« Je pense que où la réunion a lieu est moins importante que ce qui sort de la réunion », a-t-il déclaré.
Albanese a déclaré à plusieurs reprises qu'il ne voulait pas fixer un objectif de dépenses de défense arbitraire de 3,5%, comme les États-Unis l'ont suggéré. Il a déclaré que lors des discussions avec les États-Unis, le gouvernement soulignait que l'investissement dans la défense avait augmenté de 57 milliards de dollars supplémentaires sur 10 ans.
L'Australie dépense environ 2% du PIB sur la défense, soit environ 60 milliards de dollars, et ce chiffre devait atteindre 2,3% d'ici 2033-34. Il a fait valoir que d'autres pays utilisent des chiffres flous pour les dépenses de défense.
« Les États-Unis, par exemple, comprennent un financement pour les routes et les ponts dans le cadre de leurs dépenses de défense », a déclaré Albanese. «Nous ne l'avons pas fait en Australie.»

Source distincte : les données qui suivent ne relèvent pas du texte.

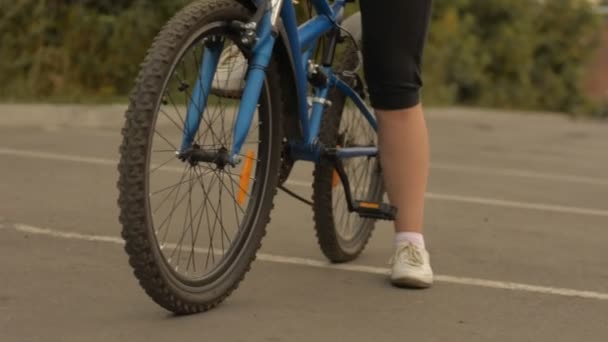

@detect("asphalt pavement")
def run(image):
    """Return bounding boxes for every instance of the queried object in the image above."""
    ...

[0,105,608,342]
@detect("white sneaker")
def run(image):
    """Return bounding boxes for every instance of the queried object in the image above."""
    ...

[211,45,248,98]
[390,242,433,288]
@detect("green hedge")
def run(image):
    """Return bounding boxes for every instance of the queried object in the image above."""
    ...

[0,0,599,113]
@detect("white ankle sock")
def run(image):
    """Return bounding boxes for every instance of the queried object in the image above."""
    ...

[395,232,425,248]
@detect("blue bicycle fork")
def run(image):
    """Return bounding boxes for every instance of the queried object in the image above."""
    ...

[180,11,275,164]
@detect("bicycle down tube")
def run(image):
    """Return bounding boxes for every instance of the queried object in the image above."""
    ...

[181,0,377,164]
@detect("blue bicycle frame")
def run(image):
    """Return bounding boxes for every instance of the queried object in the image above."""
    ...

[181,0,378,163]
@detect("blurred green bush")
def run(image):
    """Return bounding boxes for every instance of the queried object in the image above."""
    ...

[0,0,603,115]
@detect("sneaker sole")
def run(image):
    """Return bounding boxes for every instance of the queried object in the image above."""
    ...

[391,277,433,289]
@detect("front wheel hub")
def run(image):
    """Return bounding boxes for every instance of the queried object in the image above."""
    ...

[178,144,230,170]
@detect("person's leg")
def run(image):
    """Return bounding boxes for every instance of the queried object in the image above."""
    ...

[361,0,432,287]
[376,105,429,236]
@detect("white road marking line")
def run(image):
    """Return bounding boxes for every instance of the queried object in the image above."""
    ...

[426,192,608,217]
[0,148,608,186]
[0,148,608,217]
[431,162,608,185]
[7,224,608,300]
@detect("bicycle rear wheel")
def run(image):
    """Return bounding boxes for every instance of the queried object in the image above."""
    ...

[118,0,283,314]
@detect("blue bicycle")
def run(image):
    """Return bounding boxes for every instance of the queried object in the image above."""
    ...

[118,0,395,314]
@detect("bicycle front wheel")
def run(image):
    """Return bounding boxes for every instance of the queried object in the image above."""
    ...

[118,0,283,314]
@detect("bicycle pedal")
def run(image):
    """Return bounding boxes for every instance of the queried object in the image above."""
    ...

[354,201,397,221]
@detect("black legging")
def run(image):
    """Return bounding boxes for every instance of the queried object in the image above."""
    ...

[360,0,432,110]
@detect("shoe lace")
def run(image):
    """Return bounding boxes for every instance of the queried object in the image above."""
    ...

[389,243,424,266]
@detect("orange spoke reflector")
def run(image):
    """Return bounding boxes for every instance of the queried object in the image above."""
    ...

[359,202,380,209]
[236,151,255,205]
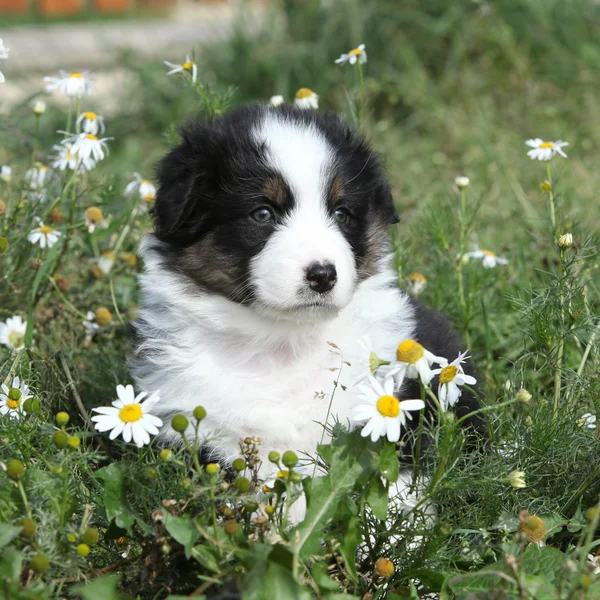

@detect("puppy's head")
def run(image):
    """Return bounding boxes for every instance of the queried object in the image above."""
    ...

[154,107,397,320]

L'ancien spymastre australien Duncan Lewis, qui a dirigé ASIO de 2014 à 2019, a déclaré lundi que le gouvernement albanais avait augmenté considérable du budget militaire, mais s'est demandé s'il était suffisant.
Lewis, président des opérations australiennes du fabricant d'armes Thales, a déclaré: «La question est, est-il suffisant d'avoir le type de force de défense dont nous pourrions avoir besoin à l'avenir?» Il a déclaré à ABC Radio National. «Il devra y avoir une augmentation du temps voulu.»
Xiao Qian, l'ambassadeur chinois en Australie, a écrit dans un article d'opinion dans la mesure où son pays a dépensé que 1,5% du PIB sur ses militaires – «bien en dessous de la moyenne mondiale» – et a souligné que «la Chine et l'Australie sont des partenaires économiques et commerciaux importants».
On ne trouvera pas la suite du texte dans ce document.